Building Quality Event-centric Knowledge Graphs from Text

Three-year PhD Grant on "Building Quality Event-centric Knowledge Graphs from Text" offered as part of the Joint PhD Programme in Smart Computing (Universities of Florence, Pisa, and Siena).
The grant is financed by the Data and Knowledge Management (DKM) research unit at Fondazione Bruno Kessler (FBK), Trento, Italy, where most of the research activities will be conducted under the supervision of Dr. Marco Rospocher.

PhD Call: http://www.unifi.it/cmpro-v-p-11202.html
Deadline: 10th August 2017 - at 12.00 p.m (midday) Italian time

Prospective students are strongly encouraged to get in touch with Dr. Marco Rospocher before applying.


Description

Aim of this PhD Studentship is to undertake research in the area of knowledge extraction from text. This is a challenging interdisciplinary research area at the crossroad of Natural Language Processing (NLP), Knowledge Representation and reasoning (KRR), and Semantic Web (SW).

Recent approaches for knowledge extraction from text (e.g., [1], [2]) have focused on the extraction of event knowledge from resources such as news articles, Wikipedia pages, blog posts, etc. These approaches build on NLP pipelines consisting of tools performing several tasks (e.g,, Named Entity Recognition and Classification, Entity Linking, Semantic Role Labeling). The output of these NLP tools is then processed to distill the event knowledge which is represented in a graph, where nodes uniquely identify entities, events,
and situations of the world, and arcs represent semantic relations between them (e.g., the participation of an entity in an event with its role). Events play a central role in the resulting knowledge graph: beside enabling to relate entities, they capture changes in the world as reported in news articles, blog posts, etc, a complementary information to the static encyclopedic content typically covered by traditional knowledge bases.

While achieving increasingly good performances, state-of-the-art approaches suffer of some limitations.

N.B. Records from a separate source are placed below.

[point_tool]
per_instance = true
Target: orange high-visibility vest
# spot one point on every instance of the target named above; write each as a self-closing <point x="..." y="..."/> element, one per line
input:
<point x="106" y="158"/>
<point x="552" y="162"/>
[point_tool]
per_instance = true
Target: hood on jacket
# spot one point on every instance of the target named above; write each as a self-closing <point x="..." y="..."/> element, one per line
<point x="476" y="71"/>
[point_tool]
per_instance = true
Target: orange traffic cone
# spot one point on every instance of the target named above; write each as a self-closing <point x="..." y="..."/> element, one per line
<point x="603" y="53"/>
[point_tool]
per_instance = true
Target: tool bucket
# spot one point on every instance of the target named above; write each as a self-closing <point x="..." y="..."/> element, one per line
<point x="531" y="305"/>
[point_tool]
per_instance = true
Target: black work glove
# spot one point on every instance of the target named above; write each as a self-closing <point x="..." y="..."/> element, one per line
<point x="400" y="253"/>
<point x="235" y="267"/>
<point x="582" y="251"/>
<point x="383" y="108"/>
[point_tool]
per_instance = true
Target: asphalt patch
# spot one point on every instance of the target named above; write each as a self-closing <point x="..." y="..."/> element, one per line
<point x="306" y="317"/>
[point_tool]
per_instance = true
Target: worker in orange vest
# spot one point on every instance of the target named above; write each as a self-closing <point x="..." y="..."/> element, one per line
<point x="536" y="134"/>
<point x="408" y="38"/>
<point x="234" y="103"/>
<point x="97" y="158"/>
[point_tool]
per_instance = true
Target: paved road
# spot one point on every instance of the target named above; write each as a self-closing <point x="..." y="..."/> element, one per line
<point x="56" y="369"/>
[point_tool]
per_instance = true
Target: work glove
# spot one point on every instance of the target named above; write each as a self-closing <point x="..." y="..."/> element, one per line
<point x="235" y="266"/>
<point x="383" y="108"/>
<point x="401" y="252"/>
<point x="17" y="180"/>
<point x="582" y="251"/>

  • First, as the various modules composing the NLP pipelines works independently and returns (only) the best solution for their task, combining their output may produce contradictory information for the same piece of text: for instance, for the same textual span, a tool may extract reference to an entity of the 21st century, but another may ground the content in the first century B.C..
  • Second, these approaches usually translate the natural language sentences into an event-centric representation (explicit knowledge), but they usually fall short in distilling the (implicit) knowledge following from what written in those sentences, a cognitive process that humans typically perform when interpreting a text: for instance, if the text says that someone was released from jail, we can infer that the person was sentenced to imprisonment beforehand.

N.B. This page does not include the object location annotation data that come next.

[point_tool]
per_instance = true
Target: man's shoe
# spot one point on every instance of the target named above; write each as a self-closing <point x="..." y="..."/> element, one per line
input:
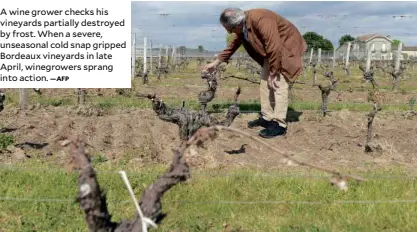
<point x="272" y="130"/>
<point x="258" y="122"/>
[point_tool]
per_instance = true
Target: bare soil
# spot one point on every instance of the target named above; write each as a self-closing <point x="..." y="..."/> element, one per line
<point x="141" y="138"/>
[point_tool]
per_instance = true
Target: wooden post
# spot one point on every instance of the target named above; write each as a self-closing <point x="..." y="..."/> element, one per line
<point x="368" y="59"/>
<point x="172" y="55"/>
<point x="397" y="71"/>
<point x="133" y="55"/>
<point x="398" y="57"/>
<point x="347" y="59"/>
<point x="166" y="55"/>
<point x="23" y="99"/>
<point x="319" y="57"/>
<point x="144" y="55"/>
<point x="159" y="56"/>
<point x="311" y="55"/>
<point x="150" y="55"/>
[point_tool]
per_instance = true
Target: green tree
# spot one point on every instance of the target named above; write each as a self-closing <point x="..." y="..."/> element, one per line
<point x="230" y="37"/>
<point x="316" y="41"/>
<point x="345" y="39"/>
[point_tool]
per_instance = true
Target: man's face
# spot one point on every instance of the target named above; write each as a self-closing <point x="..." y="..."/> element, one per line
<point x="235" y="30"/>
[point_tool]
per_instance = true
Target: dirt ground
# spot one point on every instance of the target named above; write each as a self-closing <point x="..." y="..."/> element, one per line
<point x="141" y="138"/>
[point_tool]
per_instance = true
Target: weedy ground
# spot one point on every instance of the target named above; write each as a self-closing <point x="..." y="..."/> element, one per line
<point x="125" y="134"/>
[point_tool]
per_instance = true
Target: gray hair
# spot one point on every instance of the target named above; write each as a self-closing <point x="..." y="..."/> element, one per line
<point x="232" y="17"/>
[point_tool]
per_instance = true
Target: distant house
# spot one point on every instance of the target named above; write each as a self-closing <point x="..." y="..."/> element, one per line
<point x="380" y="45"/>
<point x="411" y="51"/>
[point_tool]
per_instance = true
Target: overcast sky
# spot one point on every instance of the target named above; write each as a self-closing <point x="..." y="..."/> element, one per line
<point x="195" y="23"/>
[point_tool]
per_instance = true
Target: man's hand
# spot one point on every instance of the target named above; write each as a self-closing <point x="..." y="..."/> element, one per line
<point x="210" y="67"/>
<point x="273" y="82"/>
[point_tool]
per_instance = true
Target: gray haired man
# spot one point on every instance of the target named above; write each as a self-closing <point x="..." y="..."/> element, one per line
<point x="275" y="44"/>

The PhD project will focus on developing and implementing techniques to distill quality, i.e. complete and coherent, event-centric knowledge graphs from large collections of texts, and to infer consequences of what explicitly mentioned in them.
More precisely, the work will address two complementary aspects:

  1. on the one side, to develop advanced techniques to distill knowledge from the output of the NLP tools used, considering -globally- the results of all the processing performed on a single sentence or document, so to improve the quality and coherence of the resulting event-centric knowledge graph;
  2. on the other side, to develop novel techniques that use the extracted knowledge to derive additional facts and consequences, not explicitly mentioned in the source text (e.g., events that should have occurred because of other events, but are not mentioned in the source text).

The developed techniques will be based on background knowledge models, built either as the result of the ontological analysis of the content produced by knowledge extraction frameworks (e.g., compatibility between complementary annotations such as entity linking and semantic role labelling, consequences / prerequisites / correlations between event types) or learned from available annotated resources. Alternative approaches (e.g., combinatorial optimization techniques, logical reasoning, machine learning) will be investigated.

Candidates should have a high-score MSc Degree in Computer Science, ICT or Mathematics. Previous (basic) knowledge of Semantic Web, Knowledge Representation and Natural Language Processing is required. Candidates should have solid programming skills, in particular of JAVA language. Candidates should be willing to study new, challenging research topics and technologies, be committed to work in a research-driven environment, and have a problem solving attitude.

The position will be supervised in Trento (Italy) by Dr. Marco Rospocher.


References

[1] Building Event-Centric Knowledge Graphs from News (Marco Rospocher, Marieke van Erp, Piek Vossen, Antske Fokkens, Itziar Aldabe, German Rigau, Aitor Soroa, Thomas Ploeger, Tessel Bogaard), In
Web Semantics: Science, Services and Agents on the World Wide Web, volume 37--38, 2016.
[2] Frame-Based Ontology Population with PIKES (Francesco Corcoglioniti, Marco Rospocher, Alessio Palmero Aprosio), In IEEE Transactions on Knowledge and Data Engineering, volume 28, 2016.